Last week, Trump called Saudi Arabia’s King Salman to urge a diplomatic solution to the crisis, saying a resolution would fulfill the commitment to maintain unity while fighting terrorism that Trump and his Arab partners made when he visited Riyadh in May.
“I get a sense that patience in DC is wearing thin as the standoff enters its fourth month without any apparent sign of imminent resolution,” said Kristian Coates Ulrichsen, a Baker Institute fellow for the Middle East. The White House “would much rather see the Gulf States come together again to focus on the issues that President Trump tried to rally regional states around during his visit to Riyadh,” he told The Cipher Brief.
Ulrichsen added that “U.S. officials are concerned that prolonging what many see as a needless crisis could provide inroads for Iran or other interested parties into what has hitherto been a solidly pro-Western political and security arrangement in the Gulf.”
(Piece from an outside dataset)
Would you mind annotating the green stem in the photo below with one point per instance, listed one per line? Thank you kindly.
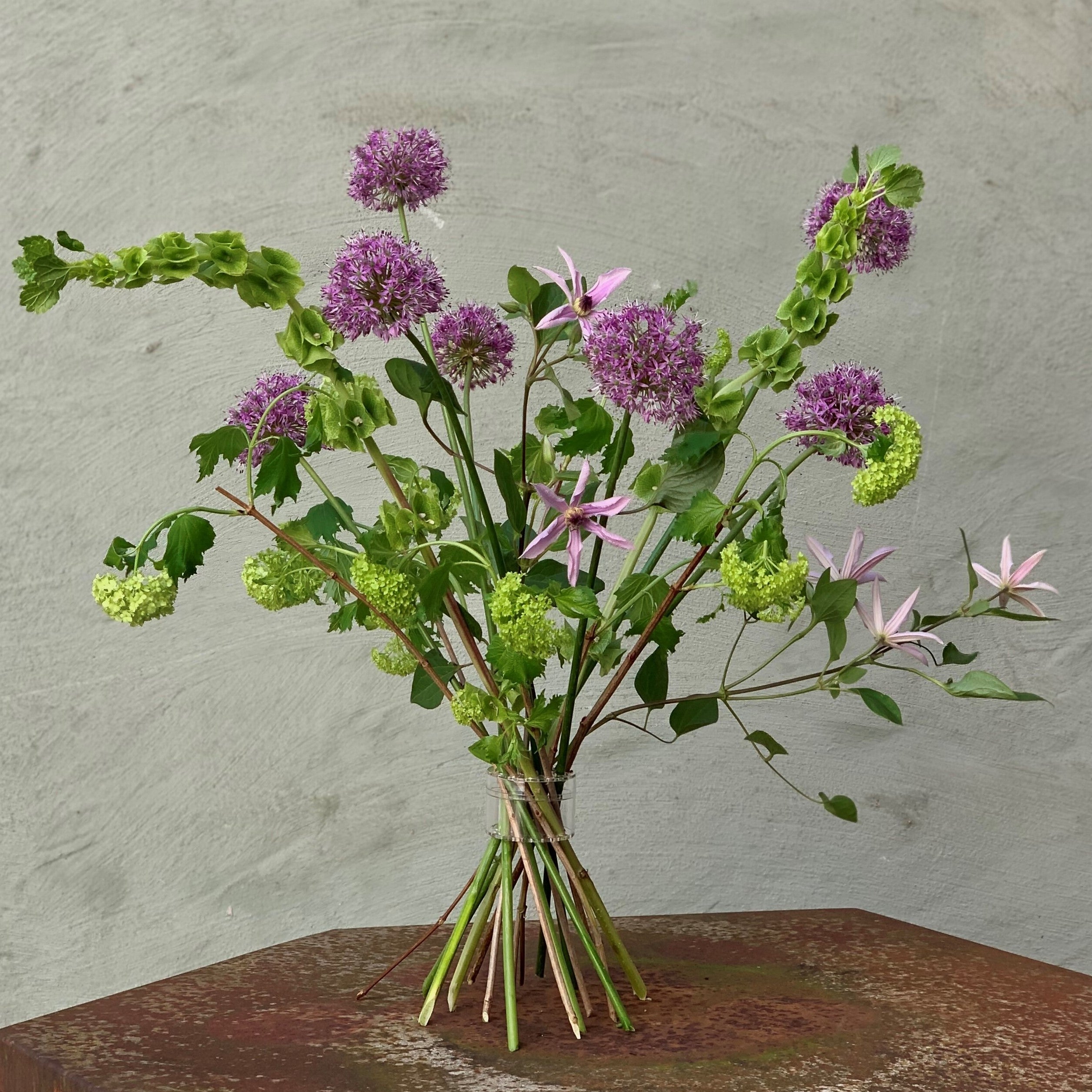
(508, 943)
(578, 646)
Michael Rubin, a former Pentagon official and AEI scholar focusing on the Middle East, echoed that, telling The Cipher Brief, “The U.S. may worry about Qatar-Iran rapprochement, or the development of a Qatar-Iran-Turkey axis more broadly.”
But Rubin noted that ending the dispute is easier said than done. “It’s like telling the Palestinians and Israelis to ‘end the dispute’ and expect it to be that easy.”
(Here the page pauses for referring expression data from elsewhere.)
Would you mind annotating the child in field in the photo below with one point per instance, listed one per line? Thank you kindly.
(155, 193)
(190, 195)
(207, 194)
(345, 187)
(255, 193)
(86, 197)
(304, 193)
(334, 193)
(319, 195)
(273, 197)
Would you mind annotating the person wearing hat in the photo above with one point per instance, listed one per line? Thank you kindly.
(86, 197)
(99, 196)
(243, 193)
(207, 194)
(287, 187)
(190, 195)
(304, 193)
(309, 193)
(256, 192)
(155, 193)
Moreover, there appears to be a lack of consensus within the White House.
“The main worry of folks like Secretary [of Defense James] Mattis and Secretary [of State Rex] Tillerson is maintaining continuity in regional military operations that the U.S. is conducting against ISIS, among other things,” Senior Vice President of the American Foreign Policy Council Ilan Berman told The Cipher Brief.
Trump understands this and, thus, knows that the U.S. needs Qatar as a military base, at least temporarily, said Berman. Qatar’s Al Udeid Air Base hosts the largest U.S. military base in the Middle East, with more than 100 U.S. aircraft and approximately 11,000 U.S. military personnel. It is used to launch anti-terror operations – like in 2016, when the base was a staging ground to launch airstrikes against ISIS targets in Iraq and Syria.
At the same time, Berman says he thinks Trump is “receptive” to the idea that Qatar has been playing both sides of the war on terror and therefore needs to clarify its position. Trump understands Qatar is less reliable than he was led to believe “at first blush,” said Berman.
“The Qataris right now are banking on the fact that the U.S. in the service of … the anti ISIS coalition is willing to take their side. I’m not sure that’s an indefinite decision,” Berman said.
Yousef Al Otaiba, the UAE Ambassador to the U.S., expressed a similar sentiment in a conversation with Morell on Charlie Rose, noting that to a certain extent, the U.S. base in Qatar gives the Qataris some “cover.”
Still, “You can’t sit around the table with us and support the groups that are threatening to kill us and kill our children. You can’t be inside the tent while you are supporting the groups that undermine our security,” he said.
This is the back-and-forth the Trump Administration is trying to manage right now. Trump initially took a hardline on Qatar, apparently supporting the boycott in an effort to clamp down on terrorism and Qatar’s connections with extremist state and non-state actors.
But the U.S. needs the Qatari air base in the short term to fight terrorism. Moreover, the crisis is drawing Qatar closer to Iran, an accused state-sponsor of terrorism, and Turkey, an increasingly fickle Western ally.